L’escalation è netta: si è passati dal 3,4% del 2021 al 9,9% del 2024, fino all’attuale 10,2%.
Difesa e hacktivism: i nuovi fronti
La minaccia non è più rappresentata principalmente dal tradizionale cybercrime (finalizzato al furto di dati o denaro), ma dall’hacktivism a sfondo politico/sociale, che si attesta al 54% del totale, superando per la prima volta i crimini finanziari (46%).
- Settore governativo-militare (difesa): l’ambito più colpito è quello strategico: il 38% del totale degli attacchi è diretto al settore governativo-militare, registrando una crescita esponenziale del 600% su base annua.
- Origine degli attacchi: i ricercatori Clusit ipotizzano che le azioni dimostrative di hacktivism siano “probabilmente sabotaggi coordinati da strutture governative russe”.
Luca Bechelli del Comitato Direttivo Clusit avverte: “In proporzione al dato globale la percentuale di incidenti realizzati verso l’Italia risulta anomala… il che rappresenta uno svantaggio competitivo per il Paese”.

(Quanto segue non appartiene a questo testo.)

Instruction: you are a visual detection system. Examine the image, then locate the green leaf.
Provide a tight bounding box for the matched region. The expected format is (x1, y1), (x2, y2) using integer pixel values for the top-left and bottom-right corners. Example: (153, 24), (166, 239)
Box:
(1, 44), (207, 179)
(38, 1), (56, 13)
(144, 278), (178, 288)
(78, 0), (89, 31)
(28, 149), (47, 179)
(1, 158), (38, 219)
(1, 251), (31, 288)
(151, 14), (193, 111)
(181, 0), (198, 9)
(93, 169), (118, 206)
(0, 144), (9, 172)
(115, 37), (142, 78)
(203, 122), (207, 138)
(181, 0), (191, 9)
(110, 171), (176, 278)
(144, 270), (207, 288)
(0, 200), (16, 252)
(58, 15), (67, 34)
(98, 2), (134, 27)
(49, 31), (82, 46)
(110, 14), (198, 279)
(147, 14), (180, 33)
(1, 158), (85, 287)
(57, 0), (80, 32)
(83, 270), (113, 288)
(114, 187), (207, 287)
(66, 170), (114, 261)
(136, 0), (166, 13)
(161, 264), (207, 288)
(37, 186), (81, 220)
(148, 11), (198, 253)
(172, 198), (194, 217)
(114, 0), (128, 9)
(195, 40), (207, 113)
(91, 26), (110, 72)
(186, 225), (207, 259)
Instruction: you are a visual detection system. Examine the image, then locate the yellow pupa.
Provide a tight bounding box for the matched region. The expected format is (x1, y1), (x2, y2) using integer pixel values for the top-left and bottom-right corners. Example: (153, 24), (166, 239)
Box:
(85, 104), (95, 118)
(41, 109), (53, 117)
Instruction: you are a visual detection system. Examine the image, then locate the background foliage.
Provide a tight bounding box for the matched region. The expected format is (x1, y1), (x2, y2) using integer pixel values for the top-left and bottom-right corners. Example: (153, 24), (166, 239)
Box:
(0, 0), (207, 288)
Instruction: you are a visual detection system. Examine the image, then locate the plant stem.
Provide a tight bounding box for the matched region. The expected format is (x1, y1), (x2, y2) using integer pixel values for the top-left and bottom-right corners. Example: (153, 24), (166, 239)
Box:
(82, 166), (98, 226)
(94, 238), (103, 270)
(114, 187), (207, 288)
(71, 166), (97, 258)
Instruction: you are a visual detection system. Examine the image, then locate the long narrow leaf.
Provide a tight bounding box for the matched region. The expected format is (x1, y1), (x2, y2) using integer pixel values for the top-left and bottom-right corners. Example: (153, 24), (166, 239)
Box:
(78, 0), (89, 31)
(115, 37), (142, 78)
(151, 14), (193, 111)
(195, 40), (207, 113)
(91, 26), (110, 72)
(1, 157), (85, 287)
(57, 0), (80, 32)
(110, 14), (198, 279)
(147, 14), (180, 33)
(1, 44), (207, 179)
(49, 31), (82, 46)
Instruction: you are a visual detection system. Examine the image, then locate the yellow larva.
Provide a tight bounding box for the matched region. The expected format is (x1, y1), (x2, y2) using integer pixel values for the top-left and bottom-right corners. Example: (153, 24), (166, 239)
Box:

Crisi delle filiere: trasporti e manifatturiero in pressione
Il bersaglio degli hacker si sta spostando anche verso settori nevralgici per l’economia:
- Trasporti e logistica: rappresentano il 17% degli attacchi totali. In soli sei mesi, gli incidenti in questo comparto hanno superato di oltre una volta e mezza il numero registrato in tutto il 2024. L’obiettivo sarebbe quello di “mettere in crisi interi comparti” limitando l’approvvigionamento e la distribuzione.
- Manifatturiero: colpito dal 13% degli incidenti in Italia (contro l’8% a livello globale), confermando una vulnerabilità specifica per il tessuto industriale italiano.
Trend globale: aumentano frequenza e gravità
A livello mondiale, la situazione è altrettanto critica:
- Frequenza: nei primi sei mesi del 2025 sono stati rilevati 2.755 incidenti gravi, con una crescita del 36% rispetto al semestre precedente. La media è di 15 incidenti gravi al giorno.
- Gravità: l’impatto medio stimato è stato giudicato “critico” o “elevato” nell’82% dei casi (era solo il 50% nel 2020).
Anna Vaccarelli, presidente di Clusit, lancia un monito: “La difficoltà crescente nel difendersi porta a un aumento significativo dei rischi e, se questa tendenza dovesse consolidarsi, il problema rischia di espandersi coinvolgendo tutto il sistema organizzativo, industriale e sociale”.